While it doesn’t have a screen and doesn’t fit our technical definition of tech, an increased focus on fiber and getting more of it into our diet through whole foods, will only gain momentum in 2025.
“It’s not rocket science, but it’s not happening yet.”
Health as a whole: how to actually feel well in 2025
Rabin, who works with emotion regulation through his company, says innovation in the emotion-regulating vagus nerve stimulator space is likely in 2025. Perhaps more interestingly, Rabin says that technology in the near future will continue to close some of the health loopholes wearable data can create.
“You will see more products coming out that are going to utilize a closed-loop AI,” Rabin said.
This means that in the future, we’ll see more health technology that “creates a signature” for our bodies, more directly spelling out what our health data looks like when we’re feeling good and when we’re feeling bad. This may expand on the Apollo and Oura Ring integration, which is already available to blend mind and body by combining strict health metric information such as heart rate variability with anxiety-calming properties.
Another factor to be mindful of in 2025 is how you’re allowing notifications into your life or how your consumer tech suits you. Dr. Ryan Sultan, a psychiatrist who runs a bioinformatics lab at Columbia University, said that one way to reduce stress around tech is to be mindful of whether it’s helping you stay healthier.
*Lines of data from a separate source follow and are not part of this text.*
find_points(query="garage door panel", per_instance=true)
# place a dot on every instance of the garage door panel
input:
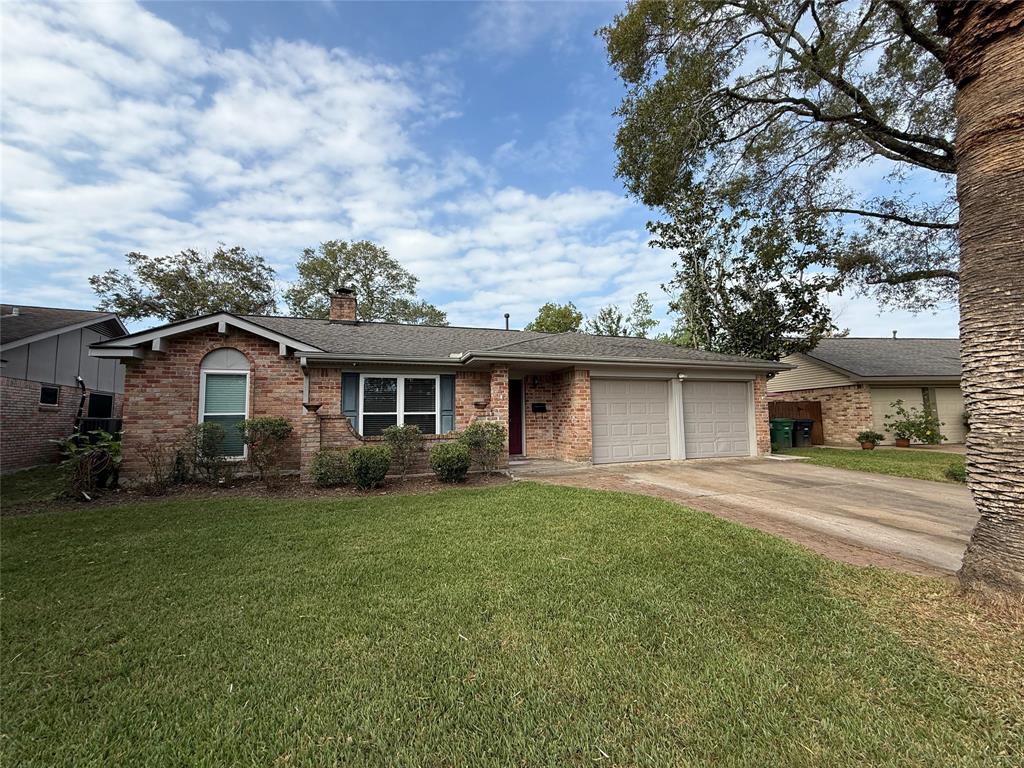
(630, 420)
(716, 419)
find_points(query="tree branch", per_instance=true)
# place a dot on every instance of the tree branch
(914, 275)
(892, 217)
(933, 46)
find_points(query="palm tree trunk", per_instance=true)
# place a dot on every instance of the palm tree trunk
(986, 62)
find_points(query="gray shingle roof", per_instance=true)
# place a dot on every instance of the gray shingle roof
(891, 357)
(32, 321)
(444, 341)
It seems simple enough, but how apps are designed doesn’t always make it appear so intuitive.
“A lot of applications are really just too heavy on the notifications,” Sultan said.
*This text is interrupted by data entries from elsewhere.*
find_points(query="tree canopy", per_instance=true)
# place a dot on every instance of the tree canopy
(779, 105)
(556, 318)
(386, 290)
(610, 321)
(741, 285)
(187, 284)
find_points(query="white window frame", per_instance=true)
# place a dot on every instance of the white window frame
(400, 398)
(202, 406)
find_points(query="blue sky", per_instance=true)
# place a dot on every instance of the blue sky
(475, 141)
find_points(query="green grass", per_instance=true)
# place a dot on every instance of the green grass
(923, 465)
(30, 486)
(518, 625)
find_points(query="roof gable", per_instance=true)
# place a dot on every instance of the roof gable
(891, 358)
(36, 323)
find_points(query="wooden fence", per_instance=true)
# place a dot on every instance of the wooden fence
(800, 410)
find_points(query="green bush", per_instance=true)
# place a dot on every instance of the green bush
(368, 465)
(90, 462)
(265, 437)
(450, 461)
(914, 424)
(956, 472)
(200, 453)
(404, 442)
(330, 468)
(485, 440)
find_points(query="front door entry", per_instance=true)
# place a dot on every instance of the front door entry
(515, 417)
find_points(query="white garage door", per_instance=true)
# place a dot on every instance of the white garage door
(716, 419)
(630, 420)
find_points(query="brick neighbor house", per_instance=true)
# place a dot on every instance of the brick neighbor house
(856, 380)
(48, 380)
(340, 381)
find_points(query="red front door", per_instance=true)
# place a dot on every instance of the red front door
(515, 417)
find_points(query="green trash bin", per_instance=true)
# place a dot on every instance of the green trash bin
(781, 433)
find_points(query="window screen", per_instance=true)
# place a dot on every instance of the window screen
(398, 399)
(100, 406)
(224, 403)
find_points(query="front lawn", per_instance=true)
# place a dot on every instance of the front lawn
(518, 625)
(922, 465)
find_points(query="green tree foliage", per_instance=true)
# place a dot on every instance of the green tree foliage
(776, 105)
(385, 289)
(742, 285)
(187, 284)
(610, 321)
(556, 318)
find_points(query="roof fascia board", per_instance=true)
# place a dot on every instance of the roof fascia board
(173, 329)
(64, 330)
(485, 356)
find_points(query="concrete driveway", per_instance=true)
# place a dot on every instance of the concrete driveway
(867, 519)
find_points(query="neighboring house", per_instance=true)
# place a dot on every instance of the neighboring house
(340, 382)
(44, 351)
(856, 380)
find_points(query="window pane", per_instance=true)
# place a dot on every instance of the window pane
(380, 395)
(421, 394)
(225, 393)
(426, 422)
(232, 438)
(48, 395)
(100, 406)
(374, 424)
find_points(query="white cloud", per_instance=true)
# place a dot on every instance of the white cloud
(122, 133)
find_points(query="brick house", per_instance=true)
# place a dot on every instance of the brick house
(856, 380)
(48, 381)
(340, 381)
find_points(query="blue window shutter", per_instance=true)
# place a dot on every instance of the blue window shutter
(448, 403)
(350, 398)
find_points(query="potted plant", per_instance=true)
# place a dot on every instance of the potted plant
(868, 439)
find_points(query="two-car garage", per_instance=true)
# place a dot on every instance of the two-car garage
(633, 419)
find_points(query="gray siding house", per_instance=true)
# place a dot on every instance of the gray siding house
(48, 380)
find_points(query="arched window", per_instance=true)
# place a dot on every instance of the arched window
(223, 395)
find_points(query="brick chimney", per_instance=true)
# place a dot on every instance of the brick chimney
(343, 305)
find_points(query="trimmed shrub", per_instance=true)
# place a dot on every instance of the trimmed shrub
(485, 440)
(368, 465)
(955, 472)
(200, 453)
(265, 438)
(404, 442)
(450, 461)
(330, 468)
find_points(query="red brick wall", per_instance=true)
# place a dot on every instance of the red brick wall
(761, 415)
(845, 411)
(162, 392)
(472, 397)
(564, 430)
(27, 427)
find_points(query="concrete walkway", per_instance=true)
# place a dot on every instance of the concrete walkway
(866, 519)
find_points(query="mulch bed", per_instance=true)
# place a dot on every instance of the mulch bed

But should we be relying on technology to help us get healthier in 2025? The answer may depend entirely on whether it’s truly helping us achieve our health goals by bringing us to the bottom of them. The idea that we should look at the root cause of illnesses from a more holistic view, rather than a symptom-oriented one, is relatively new in Western medicine but draws on healing practices from Eastern culture. For example, wellness practices such as breathwork continue to catch on and grow a wealth of evidence for their potential role in anxiety management.
In 2025, we may have more tech that promises to benefit our health, but that doesn’t mean it’s a miracle cure or that we should use all of it. Despite health tech being produced at a mass scale and made available OTC, health truly does remain personal, and what you use to increase it should be based on what’s best for your body and mind.
In other words, in a world full of stuff that fights for every inch of our eyesight and square inch of our brain, we don’t just deserve to be picky. We owe it to our health.